The flu’s key is a mushroom-shaped protein called influenza haemagglutinin. The lock is a small sugar on the host cell called sialic acid. Sialic acid hangs off many different types of proteins all over the cell membrane. Once haemagglutinin latches on it acts like a grappling hook, pulling the virus close before springing open the host cell’s membrane so that the virus and its target fuse and the viral genes pour inside.
Measles uses a slightly different technique. It needs two keys to open a larger, more complicated protein lock. The first key is the measles version of haemagglutinin, which latches on to its intended host. The second key, a fusion protein, allows the viral particle to fuse its membrane to the host.
To see how flexible the measles keys were, Heaton’s team genetically “bent” parts of them using a high-speed experimental technique called insertional mutagenesis, which inserts bits of DNA throughout the virus’ genetic code. They then measured how well the mutated viruses infected cells in a petri dish.
They found that if either of the measles virus keys is bent, even a little, access is denied. Any change to the genes coding for measles haemagglutinin and fusion proteins rendered the virus virtually useless at infecting cells.
The flu virus on the other hand only needs one key, which happens to open many locks quite easily even if it gets bent or broken. The measles vaccine trains the body to produce antibodies that recognise the virus’s keys. As the virus can’t change the shape of the key to dodge the antibody, the measles vaccine bestows lifelong immunity. But the flu jab is an annual affair.
Flu haemagglutinin comes in at least 18 different subtypes. Each is a bit like a mushroom with the same “stalk” but distinguished by a different “head” – vaccines target the head. An added complication is that another flu protein called neuraminidase also comes in multiple subtypes. Flu viruses are named for the type of haemagglutinin and neuraminidase they have. Avian flu, for example, is H5N1. “The predominant antibody response is against the haemogglutinin,” says Nicole La Gruta, an immunologist at the University of Melbourne. “But to really cover your bases it’s best to target both haemagglutinin and neuraminidase, rather than just one.”
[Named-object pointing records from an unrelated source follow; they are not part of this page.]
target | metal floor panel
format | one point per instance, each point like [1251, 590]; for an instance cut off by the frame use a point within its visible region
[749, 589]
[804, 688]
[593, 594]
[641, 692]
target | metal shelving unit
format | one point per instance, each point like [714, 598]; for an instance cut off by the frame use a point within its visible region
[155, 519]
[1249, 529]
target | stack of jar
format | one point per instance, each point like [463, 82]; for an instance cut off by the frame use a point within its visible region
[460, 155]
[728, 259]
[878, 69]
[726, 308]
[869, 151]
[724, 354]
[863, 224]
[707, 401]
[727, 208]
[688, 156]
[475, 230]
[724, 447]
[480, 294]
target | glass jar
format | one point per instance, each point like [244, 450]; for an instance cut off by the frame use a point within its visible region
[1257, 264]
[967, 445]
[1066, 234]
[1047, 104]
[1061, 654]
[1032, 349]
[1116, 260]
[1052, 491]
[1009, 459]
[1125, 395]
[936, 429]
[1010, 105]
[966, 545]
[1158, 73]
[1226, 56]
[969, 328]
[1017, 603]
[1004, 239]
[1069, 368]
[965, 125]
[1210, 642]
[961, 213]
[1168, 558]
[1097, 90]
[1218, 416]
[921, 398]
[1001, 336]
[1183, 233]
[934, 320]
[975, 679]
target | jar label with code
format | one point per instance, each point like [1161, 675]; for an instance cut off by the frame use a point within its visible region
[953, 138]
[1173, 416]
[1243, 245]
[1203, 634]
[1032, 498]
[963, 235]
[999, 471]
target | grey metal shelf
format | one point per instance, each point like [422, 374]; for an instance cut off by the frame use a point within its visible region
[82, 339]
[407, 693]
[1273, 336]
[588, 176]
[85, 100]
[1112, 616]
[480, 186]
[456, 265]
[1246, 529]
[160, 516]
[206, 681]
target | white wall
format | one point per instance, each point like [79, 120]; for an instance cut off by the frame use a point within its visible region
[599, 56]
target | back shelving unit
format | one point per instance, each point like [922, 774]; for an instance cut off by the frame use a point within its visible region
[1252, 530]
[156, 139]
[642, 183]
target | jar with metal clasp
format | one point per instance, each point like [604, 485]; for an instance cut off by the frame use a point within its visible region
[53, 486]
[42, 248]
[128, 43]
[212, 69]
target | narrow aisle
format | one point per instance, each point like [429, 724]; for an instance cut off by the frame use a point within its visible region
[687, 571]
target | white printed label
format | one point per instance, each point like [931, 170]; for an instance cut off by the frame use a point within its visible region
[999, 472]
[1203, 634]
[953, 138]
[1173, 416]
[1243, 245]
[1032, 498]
It can take up to six months to make a vaccine that targets a new haemagglutinin and neuraminidase combination, so scientists must try to predict which strain of the virus will spread well in advance of each flu season. And La Gruta points out that the insertional mutagenesis technique isn’t limited to flu research – it could be used to identify vaccine targets in new viruses too.
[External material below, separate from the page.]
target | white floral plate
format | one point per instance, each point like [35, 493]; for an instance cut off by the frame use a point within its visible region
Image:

So if measles is not a particularly adaptable virus, how has it lasted for thousands of years? “That’s the million dollar question,” Heaton laughs. “We don’t really know.” The contagiousness of the disease might be a factor. Even though measles is a one-off infection, it spreads more easily than the flu – a patient with measles typically infects around 18 others, while someone with the flu usually only passes it on to two people.
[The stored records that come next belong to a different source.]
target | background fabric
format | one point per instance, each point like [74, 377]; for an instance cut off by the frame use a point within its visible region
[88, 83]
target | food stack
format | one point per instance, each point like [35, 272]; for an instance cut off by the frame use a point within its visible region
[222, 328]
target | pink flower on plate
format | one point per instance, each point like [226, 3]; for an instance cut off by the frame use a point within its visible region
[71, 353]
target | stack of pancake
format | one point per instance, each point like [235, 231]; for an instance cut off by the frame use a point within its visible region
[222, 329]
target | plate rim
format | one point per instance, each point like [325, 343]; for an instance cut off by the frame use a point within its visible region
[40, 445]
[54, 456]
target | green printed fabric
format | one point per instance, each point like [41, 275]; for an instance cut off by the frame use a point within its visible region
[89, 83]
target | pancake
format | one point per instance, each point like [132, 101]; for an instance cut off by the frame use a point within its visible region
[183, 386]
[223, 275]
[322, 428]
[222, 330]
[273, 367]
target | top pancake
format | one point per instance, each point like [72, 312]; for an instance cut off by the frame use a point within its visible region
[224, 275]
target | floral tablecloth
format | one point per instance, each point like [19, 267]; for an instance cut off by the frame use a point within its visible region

In the quest for a universal flu jab some scientists – including Heaton’s mentor Peter Palese – are targeting the “stalk” part of the haemagglutinin protein which is common to all subtypes, rather than only its mutable “head”. Using the same insertional mutagenesis technique, Heaton’s team has already shown that if the stalk is bent out of shape the virus is denied entry to the cell.
But the immune system doesn’t see the stalk – only the head – so “the goal is to make it visible”, Heaton says. “Then you could make flu act like measles.”